XML (eXtensible Markup Language)

XML通过标签进行信息标记

JSON (JavaScript Object Notation)

有类型的键值对key:value

双引号表示字符串,数字直接写

例如

"name":"beijing"
"name":["beijing","shoudu"]
"name":{
		"newName":"xiaoming"
		"oldName":"xiaohua"
		}

YAML (YAML Ain’t Markup Language)

无类型键值对key:value
如

name:beijing
name:      # 缩进表所属
	newName:xiaoming
	oldName:xiaohua
name:      # 表并列
-beijing
-shoudu

三种信息标记的比较

XML 最早的通用信息标记语言，可扩展性好，但繁琐。
- Internet上的信息交互与传递。
JSON 信息有类型，适合程序处理js，较XML简洁。
- 移动应用云端和节点的信息通信，无注释。
YAML 信息无类型，文本信息比例最高，可读性好。
- 各类系统的配置文件，有注释易读

信息提取的一般方法

1. 完整解析信息的标记形式，再提取关键信息。

XML JSON YAML

需要标记解析器，例如bs4库的标签树遍历

优点:信息解析准确
缺点:提取过程繁琐，速度慢

2. 无视标记形式，直接搜索关键信息。

搜索

对信息的文本查找函数即可。

优点:提取过程简洁，速度较快。
缺点:提取结果准确性与信息内容相关。

3. 结合形式解析与搜索方法，提取关键信息

XML JSON YAML 搜索

需要标记解析器及文本查找函数。

实例：

提取HTML中所有URL链接

思路：

1)搜索到所有 <a> 标签

2)解析 <a> 标签格式，提取href后的链接内容。

>>> import requests
>>> demo = requests.get("http://python123.io/ws/demo.html").text
>>> from bs4 import BeautifulSoup
>>> soup = BeautifulSoup(demo,"html.parser")
>>> for link in soup.find_all('a'):
...     print(link.get('href'))
... 
http://www.icourse163.org/course/BIT-268001
http://www.icourse163.org/course/BIT-1001870001
>>>

基于bs4库的HTML内容查找方法

>>> import requests
>>> demo = requests.get("http://python123.io/ws/demo.html").text
>>> demo
'<html><head><title>This is a python demo page</title></head>\r\n<body>\r\n<p class="title"><b>The demo python introduces several python courses.</b></p>\r\n<p class="course">Python is a wonderful general-purpose programming language. You can learn Python from novice to professional by tracking the following courses:\r\n<a href="http://www.icourse163.org/course/BIT-268001" class="py1" id="link1">Basic Python</a> and <a href="http://www.icourse163.org/course/BIT-1001870001" class="py2" id="link2">Advanced Python</a>.</p>\r\n</body></html>'
>>> from bs4 import BeautifulSoup
>>> soup = BeautifulSoup(demo,"html.parser")

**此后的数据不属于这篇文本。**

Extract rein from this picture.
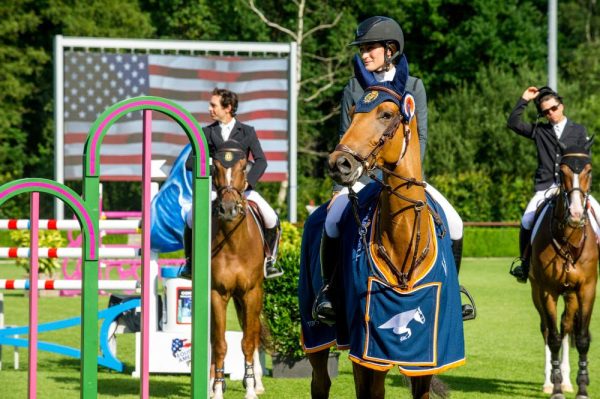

<>.find_all(name,attrs,recursive,string,**kargs)

返回列表类型，存储查找的结果。

name:对标签名称的检索字符串。

>>> soup.find_all('a')
[<a class="py1" href="http://www.icourse163.org/course/BIT-268001" id="link1">Basic Python</a>, <a class="py2" href="http://www.icourse163.org/course/BIT-1001870001" id="link2">Advanced Python</a>]

>>> soup.find_all(['a','b'])
[<b>The demo python introduces several python courses.</b>, <a class="py1" href="http://www.icourse163.org/course/BIT-268001" id="link1">Basic Python</a>, <a class="py2" href="http://www.icourse163.org/course/BIT-1001870001" id="link2">Advanced Python</a>]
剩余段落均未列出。